Warfare is invariably unpredictable, and it cannot be dismissed that the circumstances will evolve. Perhaps an opposition will materialize in Iran that will swiftly overthrow the regime, as transpired in Syria in late 2024. Conceivably special forces will be capable of seizing uranium without casualties. Maybe the US, along with its allies, will open the Strait of Hormuz. We would embrace any of these scenarios.
However, the war’s initial weeks furnish no justification for optimism. They demonstrate that the behind-the-scenes preparation in the White House was as imprudent as the public pronouncements.
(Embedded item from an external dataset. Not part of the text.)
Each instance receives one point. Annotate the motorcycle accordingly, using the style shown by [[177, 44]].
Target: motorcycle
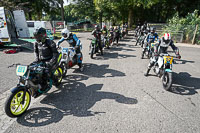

The administration neglected to seek authorization from Congress, as stipulated by the Constitution. It failed to adequately consult with allies in Europe and Asia. And it failed to convincingly elucidate the reasons for the conflict to Americans.
Throughout his career, Trump has repeatedly sought to fabricate his own reality: when the truth is inconvenient, he disregards it and propagates assertions that are advantageous to him. And this has frequently proven effective. But warfare isn’t politics or marketing. It cannot be “manipulated” with words. And the preliminary outcomes of the conflict with Iran don’t corroborate Trump’s vociferous declarations.